Thoughts for Pioneer Day

Thoughts for Pioneer Day 2025-07-24T10:57:25-06:00

 

C. C. A. Christenen exodus from Nauvoo
C.C.A. Christensen, “Crossing the Mississippi on the Ice” (nineteenth century), depicting the commencement of the Mormon exodus from Nauvoo, Illinois, abandoning their temple and their city, toward the Great Basin West (Wikimedia Commons public domain image)

24 July, for people who reside in Utah and for many members of the Church of Jesus Christ of Latter-day Saints worldwide, is “Pioneer Day.”  It commemorates the entry of Brigham Young and the first group of Latter-day Saint pioneers — the advance or vanguard party — into the Valley of the Great Salt Lake on 24 July 1847 after the forced expulsion of their people from Nauvoo, Illinois, and other (mostly adjacent) locations in the eastern United States and the roughly 70,000 other pioneers who followed them before the completion of the transcontinental railroad.  There will be parades, rodeos, fireworks (and resultant wildfires), barbecues, and other festivities in celebration of the holiday.  In Utah, many municipal and county offices, many businesses, and all state-run government offices will close for the day.

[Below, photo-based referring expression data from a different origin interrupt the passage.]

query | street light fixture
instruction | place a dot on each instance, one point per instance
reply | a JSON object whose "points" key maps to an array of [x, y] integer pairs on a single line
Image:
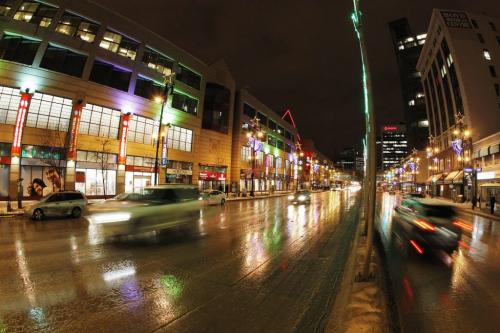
{"points": [[254, 134], [169, 86]]}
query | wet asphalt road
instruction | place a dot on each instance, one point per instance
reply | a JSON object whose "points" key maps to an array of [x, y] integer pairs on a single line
{"points": [[433, 296], [250, 266]]}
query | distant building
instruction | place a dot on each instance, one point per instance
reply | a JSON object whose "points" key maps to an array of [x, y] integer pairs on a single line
{"points": [[407, 47], [394, 145], [460, 70]]}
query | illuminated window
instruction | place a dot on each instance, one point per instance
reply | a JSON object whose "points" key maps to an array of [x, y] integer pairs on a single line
{"points": [[6, 6], [19, 49], [147, 88], [184, 103], [246, 153], [9, 103], [35, 12], [180, 138], [486, 54], [77, 26], [157, 61], [110, 75], [100, 121], [120, 44], [189, 77], [49, 112], [63, 61], [142, 130]]}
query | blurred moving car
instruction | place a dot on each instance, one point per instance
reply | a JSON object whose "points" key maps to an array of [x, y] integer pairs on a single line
{"points": [[214, 197], [126, 196], [161, 207], [428, 225], [62, 203], [300, 196]]}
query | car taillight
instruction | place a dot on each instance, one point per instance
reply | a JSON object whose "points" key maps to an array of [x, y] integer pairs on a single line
{"points": [[424, 225], [462, 225], [416, 247]]}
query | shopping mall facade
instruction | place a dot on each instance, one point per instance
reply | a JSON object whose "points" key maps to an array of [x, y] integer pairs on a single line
{"points": [[80, 105]]}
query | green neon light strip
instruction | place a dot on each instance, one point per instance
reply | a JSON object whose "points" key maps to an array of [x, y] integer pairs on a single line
{"points": [[9, 33], [185, 94]]}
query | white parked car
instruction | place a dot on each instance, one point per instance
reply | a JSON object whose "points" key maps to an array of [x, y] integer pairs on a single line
{"points": [[64, 203], [214, 197]]}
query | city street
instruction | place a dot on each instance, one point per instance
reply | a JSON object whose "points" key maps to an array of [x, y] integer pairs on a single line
{"points": [[462, 296], [248, 266]]}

Amidst all of the busyness and activity, and particularly, perhaps, on the Sundays before and/or after Pioneer Day, there are also sometimes occasional moments for reflection.  (I’m deeply grateful, too, to the person who had the brilliant idea of reenacting “handcart treks,” which are now so familiar among our youth.  See, for example, “Church Historian Inspires Youth on Trek Across the Wyoming Mormon Trail: Elder Kyle S. McKay and his wife, Jennifer, join about 150 youth on a pioneer trek experience”). With that in mind, I would like to offer a few hasty thoughts here:

First of all, not every Nauvoo Latter-day Saint came west.  (Some obvious examples of those who remained behind are Emma Smith, Joseph’s widow, and her children; the widowed Lucy Mack Smith, Joseph and Hyrum’s mother; and William Smith, the brother of the Prophet and the Patriarch.)  Many of those who remained in the Midwest and East presumably drifted away from the Restoration.  Others joined offshoots of the mainstream Church (e.g., the so-called “Strangite”) group or, eventually, coalesced to become, first, the Reorganized Church of Jesus Christ of Latter Day Saints and then, much more recently, the Community of Christ.  Over the past several decades, the latter has been moving (from my perspective) in the direction of a rather liberal or progressive Protestantism, which has generated still further schisms.

Mormon naïve art
“The Handcart Pioneers” (1900), by Carl Christian Anton Christensen
(Wikimedia Commons public domain image)

The Latter-day Saint pioneers weren’t “rugged individualists,” traveling alone and in isolation, let alone anti-social outcasts on the margins.  They set out with a plan, organized into companies.  They took the time to acquire or construct the wagons and the other equipment that they would need, and to think carefully through the supplies that would be required.  They traveled in society, as a community.  On more than few occasions, they paused or left somebody behind to prepare the way, to build facilities, and to plant crops for those who would follow them.  They kept careful records, not merely to satisfy later historical curiosity but to benefit any of their fellow Saints who hoped to travel the same path thereafter.  And when they finally arrived at their Great Basin goal, they were often sent out once again as organized communities to found cities and towns, not just to establish scattered homesteads.

From a Wikipedia entry:

The roadometer was a 19th-century device like an odometer for measuring mileage, mounted on a wagon wheel. One such device was invented in 1847 by William Clayton, Orson Pratt, and Appleton Harmon, pioneers of the Church of Jesus Christ of Latter-day Saints.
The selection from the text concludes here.